# Barrack Obama Go Back In The Hole You Crawled Out Of .....AMERICA IS BETTER WITHOUT YOU !!!



## nononono (Jun 3, 2020)

*This POS Community Organizer is " Dog Whistling " the ANTIFA Thugs ......*

*Don't fall for his Bullshit !*












*HE JUST CALLED OUT CITY ATTORNEYS TO PURSUE THE PROBLEM...!!!!*
*

HE KNOWS WHO DID NOT DO HER JOB THAT BECAME A FLASHPOINT FOR THIS CURRENT " SHIT FEST " ...!!!

HER NAME IS SEN AMY KLOBUCHAR....!!!!!

THAT'S RIGHT...DEMOCRAT AMY KLOBUCHAR DIDN'T DO HER JOB AND LET 
DEREK CHAUVIN GO FREE WHEN HE SHOULD HAVE BEEN CHARGED, GEORGE FLOYD WOULD BE ALIVE IF SHE HAD DONE HER JOB....!!!!!!!!!
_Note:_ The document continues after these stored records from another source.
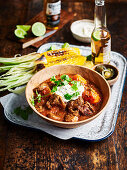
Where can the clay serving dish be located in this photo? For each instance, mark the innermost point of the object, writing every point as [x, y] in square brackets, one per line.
[89, 74]
[116, 72]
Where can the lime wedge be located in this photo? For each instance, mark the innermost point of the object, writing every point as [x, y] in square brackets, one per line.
[38, 29]
[24, 27]
[20, 33]
[96, 35]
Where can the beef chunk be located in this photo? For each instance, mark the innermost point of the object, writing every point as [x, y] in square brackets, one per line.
[74, 104]
[53, 116]
[86, 109]
[55, 100]
[71, 118]
[76, 107]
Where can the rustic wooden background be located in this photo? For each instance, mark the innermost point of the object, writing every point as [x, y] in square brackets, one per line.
[28, 149]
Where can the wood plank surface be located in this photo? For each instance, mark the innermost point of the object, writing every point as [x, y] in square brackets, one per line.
[28, 149]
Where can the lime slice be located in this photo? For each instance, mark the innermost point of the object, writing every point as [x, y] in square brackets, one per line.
[38, 29]
[65, 45]
[24, 27]
[20, 33]
[96, 35]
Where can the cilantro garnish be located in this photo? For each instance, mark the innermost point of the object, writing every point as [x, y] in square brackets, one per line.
[65, 77]
[24, 113]
[38, 96]
[69, 96]
[32, 101]
[53, 78]
[76, 85]
[65, 82]
[54, 89]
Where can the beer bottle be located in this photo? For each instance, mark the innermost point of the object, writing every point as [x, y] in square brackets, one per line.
[53, 10]
[100, 38]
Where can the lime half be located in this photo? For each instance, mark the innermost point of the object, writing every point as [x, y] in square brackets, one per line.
[38, 29]
[96, 35]
[20, 33]
[24, 27]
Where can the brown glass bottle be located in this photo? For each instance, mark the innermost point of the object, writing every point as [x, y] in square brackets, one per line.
[100, 38]
[52, 10]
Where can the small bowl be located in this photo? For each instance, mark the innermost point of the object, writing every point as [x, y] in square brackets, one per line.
[116, 72]
[89, 74]
[82, 29]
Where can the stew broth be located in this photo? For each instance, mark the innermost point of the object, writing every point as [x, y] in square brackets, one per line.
[68, 98]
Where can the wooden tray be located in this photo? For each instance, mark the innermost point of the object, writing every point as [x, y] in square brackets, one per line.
[96, 130]
[65, 18]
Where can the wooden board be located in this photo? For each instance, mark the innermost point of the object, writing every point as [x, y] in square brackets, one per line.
[65, 18]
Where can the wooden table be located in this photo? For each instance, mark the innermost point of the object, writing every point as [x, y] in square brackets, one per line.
[23, 148]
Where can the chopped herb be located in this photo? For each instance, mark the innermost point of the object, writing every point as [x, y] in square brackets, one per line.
[64, 82]
[54, 89]
[68, 96]
[65, 45]
[23, 113]
[53, 78]
[32, 101]
[89, 58]
[76, 93]
[76, 85]
[65, 77]
[53, 47]
[38, 97]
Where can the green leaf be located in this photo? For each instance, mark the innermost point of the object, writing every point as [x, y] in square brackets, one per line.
[53, 78]
[54, 89]
[64, 82]
[76, 93]
[65, 45]
[65, 77]
[89, 58]
[24, 115]
[58, 83]
[68, 96]
[76, 85]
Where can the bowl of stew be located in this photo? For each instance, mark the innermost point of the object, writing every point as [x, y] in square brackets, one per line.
[68, 96]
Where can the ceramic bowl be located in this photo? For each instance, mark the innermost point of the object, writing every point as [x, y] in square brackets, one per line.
[89, 74]
[82, 29]
[116, 72]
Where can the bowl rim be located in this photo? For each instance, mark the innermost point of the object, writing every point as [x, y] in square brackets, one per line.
[68, 123]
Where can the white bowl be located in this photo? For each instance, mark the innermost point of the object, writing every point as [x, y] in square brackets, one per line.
[82, 29]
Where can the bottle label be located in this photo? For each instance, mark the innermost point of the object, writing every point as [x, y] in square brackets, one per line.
[53, 8]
THIS IS PHONY BULLSHIT.......!!!!*
*
POUND SAND OBAMA.....!!!!*


----------



## nononono (Jun 3, 2020)

*DEMOCRATS = CRIMINALS*


----------



## Nonononono (Jun 3, 2020)




----------



## Soccermaverick (Jun 3, 2020)

I can’t rawdog America the way Trump does.  I think you need $130,000 to go rawdog.


----------



## nononono (Jun 3, 2020)

QUOTE="Nonononono, post: 331117, member: 2987"

View attachment 7412
/QUOTE


*Look ....Fat Bob the Slob and his brother 400 lb " Messy " Financial have an Uncle....*
*Uncle " Pervy " in his signature wife beater T shirt showing off some " Home " brew
and another " Messy " Financial High School Project gun he made at age 30.....*


----------



## nononono (Jun 3, 2020)

Soccermaverick said:


> I can’t rawdog America the way Trump does.  I think you need $130,000 to go rawdog.



*Isn't that what Biden did to Tara.....and he didn't give her a dime ?*


----------



## Soccermaverick (Jun 3, 2020)

nononono said:


> *Isn't that what Biden did to Tara.....and he didn't give her a dime ?*


Bless your heart... you are special in your own way... enjoy the freedom from the mask... breath in deep... laugh have fun... go to every bar and talk to all your friends... God will see you soon.


----------



## nononono (Jun 3, 2020)

Soccermaverick said:


> Bless your heart... you are special in your own way... enjoy the freedom from the mask... breath in deep... laugh have fun... go to every bar and talk to all your friends... God will see you soon.


*Oh how sweet, bless your little soulless heart wishing Death upon a Fellow Human Being....*

*DEMOCRATS.....YOU ARE A MISERABLE LOT !*


----------